Bizler, bu duyguyu kendilerine geçirip hissettirmemiz durumunda, ameliyathanelerde saatlerce
insan hayatını binbir zorluk içersinde kazanmaya çalışan doktorlarımızın morallerini yüksek
tutup azimlerinin artmasına vesile olacağınızdan hiç şüpheniz olmasın.

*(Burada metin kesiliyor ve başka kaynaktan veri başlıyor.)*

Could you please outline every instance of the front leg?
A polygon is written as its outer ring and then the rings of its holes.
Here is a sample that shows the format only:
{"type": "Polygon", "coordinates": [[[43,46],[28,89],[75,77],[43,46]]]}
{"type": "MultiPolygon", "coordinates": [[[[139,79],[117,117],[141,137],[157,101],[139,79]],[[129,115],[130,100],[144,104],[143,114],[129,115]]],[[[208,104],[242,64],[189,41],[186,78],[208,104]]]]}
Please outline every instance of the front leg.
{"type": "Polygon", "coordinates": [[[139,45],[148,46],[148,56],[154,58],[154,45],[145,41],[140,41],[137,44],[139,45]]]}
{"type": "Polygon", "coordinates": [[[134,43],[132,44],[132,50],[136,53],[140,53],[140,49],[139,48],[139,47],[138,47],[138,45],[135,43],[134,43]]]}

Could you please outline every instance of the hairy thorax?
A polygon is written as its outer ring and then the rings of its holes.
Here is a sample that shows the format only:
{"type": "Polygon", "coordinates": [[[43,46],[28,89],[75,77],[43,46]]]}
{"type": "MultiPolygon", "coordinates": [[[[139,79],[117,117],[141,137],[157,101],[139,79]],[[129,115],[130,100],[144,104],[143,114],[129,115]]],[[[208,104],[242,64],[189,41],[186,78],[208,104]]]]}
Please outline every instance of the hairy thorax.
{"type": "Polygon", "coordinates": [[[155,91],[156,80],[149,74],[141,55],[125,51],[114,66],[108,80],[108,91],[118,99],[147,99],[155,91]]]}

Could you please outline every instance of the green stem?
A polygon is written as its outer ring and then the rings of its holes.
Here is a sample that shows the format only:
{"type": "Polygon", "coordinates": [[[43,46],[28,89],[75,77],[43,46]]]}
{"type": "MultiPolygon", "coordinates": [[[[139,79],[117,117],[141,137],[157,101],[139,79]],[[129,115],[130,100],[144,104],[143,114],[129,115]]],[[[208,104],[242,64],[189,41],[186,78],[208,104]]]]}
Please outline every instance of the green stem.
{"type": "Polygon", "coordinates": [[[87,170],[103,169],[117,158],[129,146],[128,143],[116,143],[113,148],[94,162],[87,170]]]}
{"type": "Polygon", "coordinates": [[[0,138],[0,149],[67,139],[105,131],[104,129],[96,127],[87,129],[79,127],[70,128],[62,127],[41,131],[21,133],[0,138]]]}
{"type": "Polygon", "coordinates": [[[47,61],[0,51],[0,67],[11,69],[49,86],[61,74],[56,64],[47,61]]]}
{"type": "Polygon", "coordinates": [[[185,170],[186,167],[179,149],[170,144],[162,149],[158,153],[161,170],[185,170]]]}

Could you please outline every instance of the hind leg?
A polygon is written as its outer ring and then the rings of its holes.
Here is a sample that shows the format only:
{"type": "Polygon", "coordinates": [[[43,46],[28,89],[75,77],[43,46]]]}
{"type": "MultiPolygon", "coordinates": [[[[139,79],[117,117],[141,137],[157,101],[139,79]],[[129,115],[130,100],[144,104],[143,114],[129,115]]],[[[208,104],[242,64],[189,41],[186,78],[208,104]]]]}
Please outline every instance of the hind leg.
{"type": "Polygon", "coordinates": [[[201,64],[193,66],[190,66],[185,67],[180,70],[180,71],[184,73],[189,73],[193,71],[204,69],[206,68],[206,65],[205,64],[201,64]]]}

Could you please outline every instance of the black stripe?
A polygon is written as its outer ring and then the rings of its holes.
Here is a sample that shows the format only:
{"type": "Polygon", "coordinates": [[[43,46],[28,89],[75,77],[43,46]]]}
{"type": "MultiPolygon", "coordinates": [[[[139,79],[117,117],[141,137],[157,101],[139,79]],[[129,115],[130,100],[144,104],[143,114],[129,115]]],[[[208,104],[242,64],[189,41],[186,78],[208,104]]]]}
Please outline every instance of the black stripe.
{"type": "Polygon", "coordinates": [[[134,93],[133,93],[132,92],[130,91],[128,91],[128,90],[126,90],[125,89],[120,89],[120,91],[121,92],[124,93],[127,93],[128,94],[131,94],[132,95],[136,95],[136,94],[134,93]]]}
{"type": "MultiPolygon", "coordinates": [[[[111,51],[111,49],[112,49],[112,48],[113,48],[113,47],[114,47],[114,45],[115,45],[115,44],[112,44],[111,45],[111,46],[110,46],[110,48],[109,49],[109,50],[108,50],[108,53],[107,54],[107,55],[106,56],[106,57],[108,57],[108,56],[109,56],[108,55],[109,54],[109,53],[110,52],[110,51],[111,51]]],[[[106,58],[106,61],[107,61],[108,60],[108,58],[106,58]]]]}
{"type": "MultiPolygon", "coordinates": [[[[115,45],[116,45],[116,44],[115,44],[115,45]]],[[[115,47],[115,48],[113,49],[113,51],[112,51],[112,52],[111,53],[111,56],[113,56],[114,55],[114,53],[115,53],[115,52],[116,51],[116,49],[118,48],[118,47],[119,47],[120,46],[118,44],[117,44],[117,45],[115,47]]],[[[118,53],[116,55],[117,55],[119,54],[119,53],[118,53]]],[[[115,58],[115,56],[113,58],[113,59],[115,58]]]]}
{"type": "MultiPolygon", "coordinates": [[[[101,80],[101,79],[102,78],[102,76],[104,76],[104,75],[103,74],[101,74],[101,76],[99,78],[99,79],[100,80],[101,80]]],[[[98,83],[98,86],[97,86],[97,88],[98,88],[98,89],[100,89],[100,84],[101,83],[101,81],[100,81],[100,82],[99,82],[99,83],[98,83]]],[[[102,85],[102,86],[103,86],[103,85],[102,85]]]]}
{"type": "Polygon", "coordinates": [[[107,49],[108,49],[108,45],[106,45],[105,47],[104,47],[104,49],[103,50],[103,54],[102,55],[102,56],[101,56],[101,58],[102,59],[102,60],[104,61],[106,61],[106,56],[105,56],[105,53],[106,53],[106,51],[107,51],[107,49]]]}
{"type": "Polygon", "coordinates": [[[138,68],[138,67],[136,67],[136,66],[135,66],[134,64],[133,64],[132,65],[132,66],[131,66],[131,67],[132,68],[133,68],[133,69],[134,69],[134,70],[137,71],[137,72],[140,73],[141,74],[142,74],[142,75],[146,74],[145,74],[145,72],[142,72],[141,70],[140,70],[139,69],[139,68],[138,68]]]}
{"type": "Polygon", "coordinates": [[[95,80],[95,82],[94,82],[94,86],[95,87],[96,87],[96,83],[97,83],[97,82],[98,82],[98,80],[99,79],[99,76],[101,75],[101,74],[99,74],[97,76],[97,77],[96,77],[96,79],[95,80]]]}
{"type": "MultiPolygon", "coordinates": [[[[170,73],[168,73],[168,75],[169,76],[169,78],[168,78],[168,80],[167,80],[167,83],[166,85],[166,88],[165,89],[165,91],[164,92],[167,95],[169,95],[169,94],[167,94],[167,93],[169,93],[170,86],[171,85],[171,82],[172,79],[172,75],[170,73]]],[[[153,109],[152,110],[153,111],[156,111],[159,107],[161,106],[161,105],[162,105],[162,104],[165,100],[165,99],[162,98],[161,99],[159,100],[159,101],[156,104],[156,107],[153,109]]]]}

Tüm yaşanan böylesi vahim ve kötü duruma rağmen sağduyusunu yitirmeden meseleye saygı
temelinde hassasiyetle bakan sapla samanı birbirinden ayırt etmeyi başarmış sağduyulu Doktor
ve Sağlık çalışanlarımızın olması halinde, bu işin kazananı vatandaşlarımızın yani, ülkemiz
olduğu inancındayım.

Kıymetli kardeşlerim, fıtratımız gereği içersinde yaşam bulduğumuz herşey bizlere çok olağan
gelebilir. Oysa hiçbir şey olağandışı değil, tam tersi olağanüstüdür. Ancak, bizler ne kadar
farkındayız? Buna bakmak lazım.
Gerek Cenab-ı Allah’ın bizlere bahşettiği nimetler, gereksede devletimizin beşeri hayatımızda
sosyal yaşamın tamamına ait ne varsa kendi Vatandaşının en iyi bir şekilde istifade edebilmesi
için azami gayretiyle hizmetine sunduğu bütün imkan ve olanakları yani, hiçbir şeyi, lütfenlütfen-
lütfen olağan görmeyelim.
Bizlere ve geleceğimize ait olan değerli ve kıymetlilerimizi kırmayalım, dökmeyelim ve yok
etmeyelim. Yok edenlere ise, asla müsade etmeyelim.
Çünkü, bu hayatta sadece bizler yokuz. Bizlerden sonra yaşayan ve yaşayacak olan
çocuklarımız, çocuklarımızın çocukları var. Bu güzel geleceklere, kimsenin engel olmasına
müsade etmemeliyiz. Şimdiden tezi yok; kendi ailemizden başlayarak hayatlarına sebep
olduğumuz çocuklarımıza, insan olmanın gereği olan sahiplenmeyi, kötülüğe karşı göz
yummamayı daha önemlisi sevmeyi, saygı göstermeyi, tahammül etmeyi yüreğimizde yeşertip
çevremizdekilere öğretmeliyiz.

Olabilir! Bazı halleri olağan karşılamak lazım. Kimse Aziz değildir. Aslında hepimiz aynı
kumaştan kesilmişiz de bizler farkında değiliz. Mesela, kim bilebilir ki görevleri başından
binbir dertleriyle cebelleşen belkide psikolojik problemleri yoğunlukta yaşayan sağlık
çalışanları kamu görevlilerimiz olabilir. Bunların olması ihtimal dahilindedir.
Bu çalışanlardan bazıları belki de yetimhanelerde büyük acılar yaşayarak herşeye rağmen aile
olmanın özlemiyle kendi hayatlarını belli noktaya getirmeyi başarandan tutun farklı
meselelerden dolayı büyük hüzünleri olanlarımızda olabilir.
Bu ve benzer durumlar iç alemlerinden içten içe toplumla kendi arasına sessiz büyük bir
çukurda açmış olabilenler de olabilir.
İşte tamda bu noktada yine toplum olarak iş bizlere düşüyor. Erdemimiz , tahammülümüz,
saygımızla onlarında güvenini kazanarak iyi düşünmelerine pencere açıp onlarda can simidi
elini uzatmış oluruz.
Hülasa ez cümle lütfen etrafımıza gözlerimizle bakarken kalp gözüyle bakıp istifade ettiğimiz
nimetlere o gözle sahip çıkalım. Tabiri caiz ise, yemek yediğimiz tabağa tükürmeyelim.
Tükürülmesine müsade etmeyelim. En nihayetinde, işin ucu bizlere dokunuyor.